Out on a two-lane highway, Sister Elizabeth and I caught a glimpse of a sign that made us do a double-take. It was on the edge of a cemetery, a country churchyard, and on both sides it proclaimed the same message to passersby and the graves round about:

NOTHING IS AS
TIRESOME
AS DOING NOTHING
Had the cemetery residents been led astray when they were encouraged to rest in peace? I was reminded of a parent prodding slothful offspring who were blissfully dozing away a summer morning.A 19th century immigrant, Francis Grund, had this to say about Americans: “There is, probably, no people on earth with whom business constitutes pleasure, and industry amusement, in an equal degree with the inhabitants of the Unites States of America. Active occupation is not only the principal sources of their happiness, and the foundation of their national greatness, but they are absolutely wretched without it, and instead of the ‘dolce far niente,’ know but the horrors of idleness” (Francis J. Grund, The Americans in Their Moral, Social and Political Relations, 1837).While it is true that we are created to need meaningful activity, we are also made to need times of doing nothing — resting in peace, not as dead, but alive in God. If our daily work is intended to reflect the work of the Creator, then we are to rest, according to the Ten Commandments and Genesis 2:2-3, because God rested on the seventh day of creation. God’s way of being is always the wellspring for our own.What is rest? It is not just the absence of activity. Rest is knowing that God is Creator, and that God rests. Rest is taking time to be alone with the One who loves us completely and unconditionally. Rest is freedom not only from work, but from all that fatigues: from fear, from guilt, from trying to be God. Rest is being enfolded in the arms of my heavenly Father/Mother who will help me pick up the pieces of my mistakes, because I am too small to do it all by myself.
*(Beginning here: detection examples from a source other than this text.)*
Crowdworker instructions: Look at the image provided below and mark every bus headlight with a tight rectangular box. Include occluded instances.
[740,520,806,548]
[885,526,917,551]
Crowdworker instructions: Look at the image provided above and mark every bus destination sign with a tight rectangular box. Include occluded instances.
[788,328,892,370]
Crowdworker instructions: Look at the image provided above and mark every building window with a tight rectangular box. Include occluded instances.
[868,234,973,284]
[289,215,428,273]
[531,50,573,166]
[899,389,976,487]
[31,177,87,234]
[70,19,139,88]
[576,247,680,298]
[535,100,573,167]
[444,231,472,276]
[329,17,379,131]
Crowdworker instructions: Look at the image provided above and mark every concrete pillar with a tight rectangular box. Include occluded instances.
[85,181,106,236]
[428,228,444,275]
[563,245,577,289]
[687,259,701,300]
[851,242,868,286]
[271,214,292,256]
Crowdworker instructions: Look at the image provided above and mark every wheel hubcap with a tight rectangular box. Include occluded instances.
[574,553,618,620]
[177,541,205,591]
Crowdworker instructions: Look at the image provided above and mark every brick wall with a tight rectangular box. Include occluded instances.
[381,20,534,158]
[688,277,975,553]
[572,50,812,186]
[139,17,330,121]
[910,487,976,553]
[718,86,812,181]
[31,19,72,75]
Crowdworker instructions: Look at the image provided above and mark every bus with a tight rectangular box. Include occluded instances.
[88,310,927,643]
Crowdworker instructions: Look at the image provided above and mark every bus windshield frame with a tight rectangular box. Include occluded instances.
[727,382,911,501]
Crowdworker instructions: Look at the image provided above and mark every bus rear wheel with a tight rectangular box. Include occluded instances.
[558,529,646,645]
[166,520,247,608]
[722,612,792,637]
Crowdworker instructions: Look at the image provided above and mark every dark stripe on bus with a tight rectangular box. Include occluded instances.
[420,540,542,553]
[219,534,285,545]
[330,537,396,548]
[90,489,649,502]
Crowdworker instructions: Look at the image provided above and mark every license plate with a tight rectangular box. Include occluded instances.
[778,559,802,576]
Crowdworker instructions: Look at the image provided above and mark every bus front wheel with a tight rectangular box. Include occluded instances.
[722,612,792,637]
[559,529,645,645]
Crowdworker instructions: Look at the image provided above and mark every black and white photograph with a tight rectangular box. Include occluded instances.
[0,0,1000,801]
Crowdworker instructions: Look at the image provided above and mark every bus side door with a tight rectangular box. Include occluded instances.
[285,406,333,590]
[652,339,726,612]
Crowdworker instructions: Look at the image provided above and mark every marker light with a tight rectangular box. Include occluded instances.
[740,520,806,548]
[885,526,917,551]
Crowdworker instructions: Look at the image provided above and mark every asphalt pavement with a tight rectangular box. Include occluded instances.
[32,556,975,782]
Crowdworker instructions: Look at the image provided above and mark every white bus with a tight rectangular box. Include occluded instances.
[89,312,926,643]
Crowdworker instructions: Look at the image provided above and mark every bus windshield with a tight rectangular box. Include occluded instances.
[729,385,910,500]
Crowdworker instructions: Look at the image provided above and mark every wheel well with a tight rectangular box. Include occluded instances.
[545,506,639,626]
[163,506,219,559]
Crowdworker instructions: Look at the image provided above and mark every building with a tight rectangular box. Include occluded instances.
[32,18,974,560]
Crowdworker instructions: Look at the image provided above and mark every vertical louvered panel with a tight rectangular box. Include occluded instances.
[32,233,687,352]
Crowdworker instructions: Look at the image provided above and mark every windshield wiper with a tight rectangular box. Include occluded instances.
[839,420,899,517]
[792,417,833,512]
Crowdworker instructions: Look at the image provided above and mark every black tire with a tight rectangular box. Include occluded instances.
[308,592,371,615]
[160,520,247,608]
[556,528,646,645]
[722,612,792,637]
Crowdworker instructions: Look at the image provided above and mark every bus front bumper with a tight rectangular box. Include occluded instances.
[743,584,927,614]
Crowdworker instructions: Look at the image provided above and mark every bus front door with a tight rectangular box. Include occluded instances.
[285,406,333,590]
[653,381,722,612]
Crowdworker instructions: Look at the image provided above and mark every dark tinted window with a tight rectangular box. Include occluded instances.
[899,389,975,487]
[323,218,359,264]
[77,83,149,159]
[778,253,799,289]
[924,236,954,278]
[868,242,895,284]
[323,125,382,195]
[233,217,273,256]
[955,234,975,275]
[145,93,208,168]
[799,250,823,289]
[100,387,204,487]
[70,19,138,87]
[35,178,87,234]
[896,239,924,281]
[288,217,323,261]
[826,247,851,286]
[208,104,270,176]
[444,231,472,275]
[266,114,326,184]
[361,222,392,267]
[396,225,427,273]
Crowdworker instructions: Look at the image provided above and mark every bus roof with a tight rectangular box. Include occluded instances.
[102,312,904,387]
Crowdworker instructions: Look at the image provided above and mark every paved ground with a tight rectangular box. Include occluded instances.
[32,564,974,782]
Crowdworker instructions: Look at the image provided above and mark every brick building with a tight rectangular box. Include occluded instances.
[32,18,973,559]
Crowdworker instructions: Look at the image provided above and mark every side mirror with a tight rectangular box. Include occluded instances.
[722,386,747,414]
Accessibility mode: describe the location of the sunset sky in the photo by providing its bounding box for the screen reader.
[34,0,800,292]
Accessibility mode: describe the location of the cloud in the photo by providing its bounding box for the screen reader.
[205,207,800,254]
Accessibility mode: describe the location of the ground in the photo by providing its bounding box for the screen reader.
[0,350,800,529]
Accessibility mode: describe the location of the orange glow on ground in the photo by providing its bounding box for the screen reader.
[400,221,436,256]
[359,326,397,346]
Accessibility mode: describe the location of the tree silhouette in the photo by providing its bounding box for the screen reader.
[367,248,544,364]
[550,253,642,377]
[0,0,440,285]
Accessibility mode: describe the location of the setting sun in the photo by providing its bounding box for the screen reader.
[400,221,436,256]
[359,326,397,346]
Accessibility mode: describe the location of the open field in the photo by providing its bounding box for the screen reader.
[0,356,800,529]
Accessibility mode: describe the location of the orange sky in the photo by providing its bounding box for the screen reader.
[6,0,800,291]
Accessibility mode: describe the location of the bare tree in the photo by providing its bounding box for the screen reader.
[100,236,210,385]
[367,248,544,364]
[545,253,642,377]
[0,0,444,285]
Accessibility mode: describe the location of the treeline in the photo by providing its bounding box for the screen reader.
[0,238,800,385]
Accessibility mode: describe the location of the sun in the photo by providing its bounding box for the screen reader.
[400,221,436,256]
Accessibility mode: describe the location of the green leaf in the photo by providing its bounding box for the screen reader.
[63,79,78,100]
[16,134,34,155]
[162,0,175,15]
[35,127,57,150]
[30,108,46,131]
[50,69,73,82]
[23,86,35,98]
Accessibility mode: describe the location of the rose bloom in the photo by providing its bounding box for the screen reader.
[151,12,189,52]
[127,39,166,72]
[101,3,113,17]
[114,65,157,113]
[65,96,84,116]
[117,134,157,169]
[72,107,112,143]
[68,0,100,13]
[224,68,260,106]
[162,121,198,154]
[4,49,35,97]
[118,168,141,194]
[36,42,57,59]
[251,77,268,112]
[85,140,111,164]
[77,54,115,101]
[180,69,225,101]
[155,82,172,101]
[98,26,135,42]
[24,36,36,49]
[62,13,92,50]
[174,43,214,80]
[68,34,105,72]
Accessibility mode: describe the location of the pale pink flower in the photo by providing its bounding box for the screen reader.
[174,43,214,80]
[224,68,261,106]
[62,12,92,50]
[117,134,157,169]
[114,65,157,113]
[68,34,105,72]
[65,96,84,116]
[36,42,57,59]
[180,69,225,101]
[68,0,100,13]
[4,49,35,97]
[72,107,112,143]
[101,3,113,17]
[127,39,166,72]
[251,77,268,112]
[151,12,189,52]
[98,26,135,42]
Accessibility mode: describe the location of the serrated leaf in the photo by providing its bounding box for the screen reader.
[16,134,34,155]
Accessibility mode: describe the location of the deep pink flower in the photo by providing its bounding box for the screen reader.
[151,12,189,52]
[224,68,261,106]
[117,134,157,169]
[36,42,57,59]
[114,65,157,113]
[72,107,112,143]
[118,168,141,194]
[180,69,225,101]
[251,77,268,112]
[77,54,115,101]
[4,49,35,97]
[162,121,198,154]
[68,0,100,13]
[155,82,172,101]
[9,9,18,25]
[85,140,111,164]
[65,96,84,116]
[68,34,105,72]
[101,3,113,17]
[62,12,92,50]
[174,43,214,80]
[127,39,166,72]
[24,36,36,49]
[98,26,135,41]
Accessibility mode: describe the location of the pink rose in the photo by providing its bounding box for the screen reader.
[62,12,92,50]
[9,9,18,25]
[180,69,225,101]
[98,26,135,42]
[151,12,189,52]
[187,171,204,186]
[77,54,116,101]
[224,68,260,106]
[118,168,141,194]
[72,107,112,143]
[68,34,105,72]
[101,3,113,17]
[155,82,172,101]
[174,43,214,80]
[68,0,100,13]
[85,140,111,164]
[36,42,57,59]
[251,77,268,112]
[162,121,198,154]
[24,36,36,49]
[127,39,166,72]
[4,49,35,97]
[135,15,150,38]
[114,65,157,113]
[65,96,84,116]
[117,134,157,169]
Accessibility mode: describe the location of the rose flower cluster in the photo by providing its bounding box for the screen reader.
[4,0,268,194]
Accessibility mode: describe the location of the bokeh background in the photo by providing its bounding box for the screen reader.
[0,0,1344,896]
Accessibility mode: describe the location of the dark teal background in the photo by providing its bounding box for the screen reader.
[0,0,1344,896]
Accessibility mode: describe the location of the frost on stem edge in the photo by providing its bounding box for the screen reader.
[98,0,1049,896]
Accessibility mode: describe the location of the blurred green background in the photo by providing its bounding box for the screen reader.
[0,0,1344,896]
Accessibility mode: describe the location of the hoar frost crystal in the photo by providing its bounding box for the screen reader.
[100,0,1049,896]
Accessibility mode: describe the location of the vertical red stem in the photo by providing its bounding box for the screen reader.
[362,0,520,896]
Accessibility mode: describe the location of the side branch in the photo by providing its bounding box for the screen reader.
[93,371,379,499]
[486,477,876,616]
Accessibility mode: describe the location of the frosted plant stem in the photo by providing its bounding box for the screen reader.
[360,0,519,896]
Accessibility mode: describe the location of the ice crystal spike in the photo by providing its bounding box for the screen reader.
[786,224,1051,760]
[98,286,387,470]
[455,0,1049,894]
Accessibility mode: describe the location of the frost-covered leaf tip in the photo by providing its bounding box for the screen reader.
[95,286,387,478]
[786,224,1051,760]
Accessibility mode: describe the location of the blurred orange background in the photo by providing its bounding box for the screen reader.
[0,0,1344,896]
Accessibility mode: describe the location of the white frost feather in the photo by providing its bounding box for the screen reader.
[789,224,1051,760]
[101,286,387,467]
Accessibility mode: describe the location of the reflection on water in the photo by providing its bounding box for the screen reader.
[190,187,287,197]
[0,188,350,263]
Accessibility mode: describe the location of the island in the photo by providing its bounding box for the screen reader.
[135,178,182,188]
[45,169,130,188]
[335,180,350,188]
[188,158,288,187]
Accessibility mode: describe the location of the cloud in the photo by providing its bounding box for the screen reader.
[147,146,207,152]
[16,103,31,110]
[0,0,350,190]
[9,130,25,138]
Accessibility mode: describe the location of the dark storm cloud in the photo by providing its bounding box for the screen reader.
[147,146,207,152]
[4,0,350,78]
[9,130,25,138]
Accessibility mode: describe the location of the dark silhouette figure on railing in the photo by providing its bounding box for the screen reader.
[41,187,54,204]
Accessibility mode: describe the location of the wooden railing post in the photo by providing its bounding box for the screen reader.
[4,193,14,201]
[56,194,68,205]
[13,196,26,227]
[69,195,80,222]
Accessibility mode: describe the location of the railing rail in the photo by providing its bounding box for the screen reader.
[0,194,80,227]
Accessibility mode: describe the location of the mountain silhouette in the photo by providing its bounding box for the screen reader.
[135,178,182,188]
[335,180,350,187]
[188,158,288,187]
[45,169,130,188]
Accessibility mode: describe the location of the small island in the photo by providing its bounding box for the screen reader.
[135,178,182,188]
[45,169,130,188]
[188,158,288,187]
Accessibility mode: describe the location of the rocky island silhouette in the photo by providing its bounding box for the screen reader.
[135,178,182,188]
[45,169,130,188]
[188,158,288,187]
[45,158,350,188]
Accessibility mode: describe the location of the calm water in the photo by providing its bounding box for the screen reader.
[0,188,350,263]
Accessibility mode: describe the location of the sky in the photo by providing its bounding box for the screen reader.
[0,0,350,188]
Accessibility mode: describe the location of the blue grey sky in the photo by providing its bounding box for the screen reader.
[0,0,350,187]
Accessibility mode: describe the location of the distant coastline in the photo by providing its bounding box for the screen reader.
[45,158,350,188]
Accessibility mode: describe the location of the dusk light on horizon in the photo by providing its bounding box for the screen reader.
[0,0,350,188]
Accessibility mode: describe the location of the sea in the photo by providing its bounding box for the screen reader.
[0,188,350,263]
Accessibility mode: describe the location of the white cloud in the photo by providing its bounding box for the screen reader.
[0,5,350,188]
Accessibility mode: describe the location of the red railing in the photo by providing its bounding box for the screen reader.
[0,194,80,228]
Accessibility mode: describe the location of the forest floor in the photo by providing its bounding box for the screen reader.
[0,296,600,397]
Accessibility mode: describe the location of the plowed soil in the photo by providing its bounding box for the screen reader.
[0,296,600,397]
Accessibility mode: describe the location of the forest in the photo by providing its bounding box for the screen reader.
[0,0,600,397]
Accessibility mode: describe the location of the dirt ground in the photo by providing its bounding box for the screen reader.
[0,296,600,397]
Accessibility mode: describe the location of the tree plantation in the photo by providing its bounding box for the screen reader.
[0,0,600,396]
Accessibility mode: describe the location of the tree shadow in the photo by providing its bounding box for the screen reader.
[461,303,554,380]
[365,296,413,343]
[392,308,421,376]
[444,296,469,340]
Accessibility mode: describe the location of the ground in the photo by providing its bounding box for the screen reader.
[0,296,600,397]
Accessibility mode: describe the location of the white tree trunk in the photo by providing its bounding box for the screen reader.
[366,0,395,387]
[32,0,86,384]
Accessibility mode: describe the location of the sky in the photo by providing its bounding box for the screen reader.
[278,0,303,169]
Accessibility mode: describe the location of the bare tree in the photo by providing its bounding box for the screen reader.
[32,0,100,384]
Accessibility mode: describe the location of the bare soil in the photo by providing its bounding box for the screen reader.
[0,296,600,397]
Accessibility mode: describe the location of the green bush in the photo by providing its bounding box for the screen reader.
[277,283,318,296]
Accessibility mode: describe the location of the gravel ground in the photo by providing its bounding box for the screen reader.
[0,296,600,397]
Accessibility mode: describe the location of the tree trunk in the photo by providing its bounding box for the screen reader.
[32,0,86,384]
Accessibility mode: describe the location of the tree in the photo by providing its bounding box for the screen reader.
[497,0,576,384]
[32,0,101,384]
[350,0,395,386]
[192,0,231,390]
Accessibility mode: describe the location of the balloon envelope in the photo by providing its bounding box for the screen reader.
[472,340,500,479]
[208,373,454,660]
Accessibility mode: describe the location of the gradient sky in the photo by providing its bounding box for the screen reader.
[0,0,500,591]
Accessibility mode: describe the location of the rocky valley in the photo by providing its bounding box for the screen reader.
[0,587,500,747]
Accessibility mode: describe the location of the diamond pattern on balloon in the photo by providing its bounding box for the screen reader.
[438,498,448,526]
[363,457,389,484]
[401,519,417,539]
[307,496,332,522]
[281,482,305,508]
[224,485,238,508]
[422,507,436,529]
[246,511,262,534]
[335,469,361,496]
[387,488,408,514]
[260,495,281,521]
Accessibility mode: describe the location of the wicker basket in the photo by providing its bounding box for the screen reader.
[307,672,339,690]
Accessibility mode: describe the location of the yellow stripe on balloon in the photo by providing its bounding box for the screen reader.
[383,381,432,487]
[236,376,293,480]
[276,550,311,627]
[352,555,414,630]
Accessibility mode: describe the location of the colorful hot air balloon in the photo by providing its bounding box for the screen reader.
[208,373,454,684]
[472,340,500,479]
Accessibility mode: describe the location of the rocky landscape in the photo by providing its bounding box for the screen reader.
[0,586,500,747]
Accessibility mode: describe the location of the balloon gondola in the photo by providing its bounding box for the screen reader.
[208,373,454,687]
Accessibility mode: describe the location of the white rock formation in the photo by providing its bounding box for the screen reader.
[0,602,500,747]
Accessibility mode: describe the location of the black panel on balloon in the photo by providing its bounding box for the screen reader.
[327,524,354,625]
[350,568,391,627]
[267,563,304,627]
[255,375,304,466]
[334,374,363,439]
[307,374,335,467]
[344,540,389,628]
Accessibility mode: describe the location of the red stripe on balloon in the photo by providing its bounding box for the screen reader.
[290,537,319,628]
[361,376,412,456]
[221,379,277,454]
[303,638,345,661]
Rest is being assured that in spite of sin, as Julian of Norwich hears Jesus say, “All shall be well, and all shall be well, and all manner of thing shall be well.”

“Come to me, all you that are weary and are carrying heavy burdens, and I will give you rest. Take my yoke upon you, and learn from me; for I am gentle and humble in heart, and you will find rest for your souls. For my yoke is easy, and my burden is light.”